Kühl, Julie (Experimental Trauma Surgery, Department of Orthopaedics and Trauma Surgery, University Medical Center, Kiel)


Critical-sized bone defects can result from trauma, inflammation, and tumor resection. Such bone defects, often have irregular shapes, resulting in the need for new technologies to produce suitable implants. Bioprinting is an additive manufacturing method to create complex and individualized bone constructs, which can already include vital cells.
In this study, we present extrusion-based printing for the creation of a mechanically stable outer ring with the shape of a cylinder.

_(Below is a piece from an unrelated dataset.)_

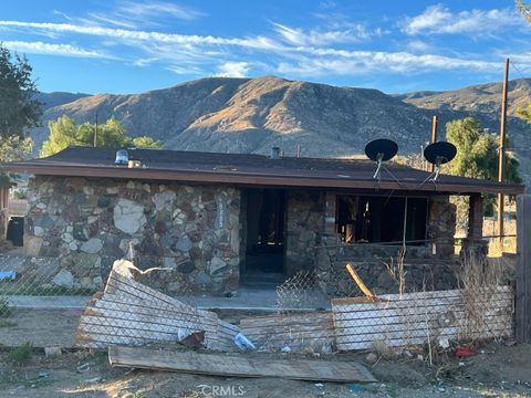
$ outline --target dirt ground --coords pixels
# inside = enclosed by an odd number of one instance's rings
[[[320,359],[363,363],[365,357],[366,353],[337,354]],[[365,364],[378,383],[347,385],[112,368],[104,350],[46,358],[33,349],[29,362],[14,364],[10,349],[3,349],[0,397],[531,397],[531,345],[490,344],[470,358],[448,355],[438,362],[429,366],[426,359],[404,355],[379,358]]]
[[[378,379],[368,385],[112,368],[104,350],[63,349],[61,356],[45,357],[42,347],[74,346],[80,314],[74,310],[17,310],[0,318],[0,397],[531,397],[531,345],[492,343],[477,347],[477,354],[467,359],[449,350],[437,354],[434,365],[426,352],[414,350],[394,357],[375,353],[376,363],[366,363],[367,353],[315,357],[365,364]],[[249,315],[220,313],[235,323]],[[33,342],[31,357],[17,363],[13,347],[28,341]]]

The digital light processing technology was applied to produce a biologized inner core, which fits into the outer ring. Both scaffolds contained calcium phosphate, which is known to induce osteogenic differentiation of stem cells.
The model with the spongiosa-like structure was created in python based on the signed distance functions. The inner construct (diameter: 3.5 mm, height: 10 mm) and the outer construct in form of a ring (diameter: 20 mm, height: 10 mm) have an irregular, interconnected porous structure with a diameter of 2 mm +/- 0.2 mm standard deviation, which mimic the natural spongiosa structure of bone.
For digital light processing printing technology, the Lumen X (CELLINK, Holecombe, USA) was used. The Photoink polyethylene glycol diacrylate (PEGDA) was modified with calcium phosphate nanopowder (> 150 nm particle size). Before printing, human mesenchymal stem cells (hMSC) (3 x 106 cells/ml) were encapsulated into the bioink. During the layer-by-layer printing process, the bioink was exposed to ultraviolet light (405 nm) to initiate polymerization.
Extrusion-based printing was conducted using the BIO X6 (CELLINK). Polycaprolactone (PCL) (80 kDa) was combined under heating with calcium phosphate nanopowder in a ratio 1:8 (w/w). After printing, 5 x 106 hMSC were seeded on the construct with the help of a rotation incubator.
The viability of encapsulated cells was examined with a live/dead staining using calceinAm and propidium iodide, respectively.
Digital light processing: The encapsulated hMSC inside the printed construct of PEGDA-calcium phosphate construct showed a typical elongated morphology and partly formed cell clusters. The life/dead staining revealed, that hMSC were vital over a time span of 22 days in the printed PEGDA construct.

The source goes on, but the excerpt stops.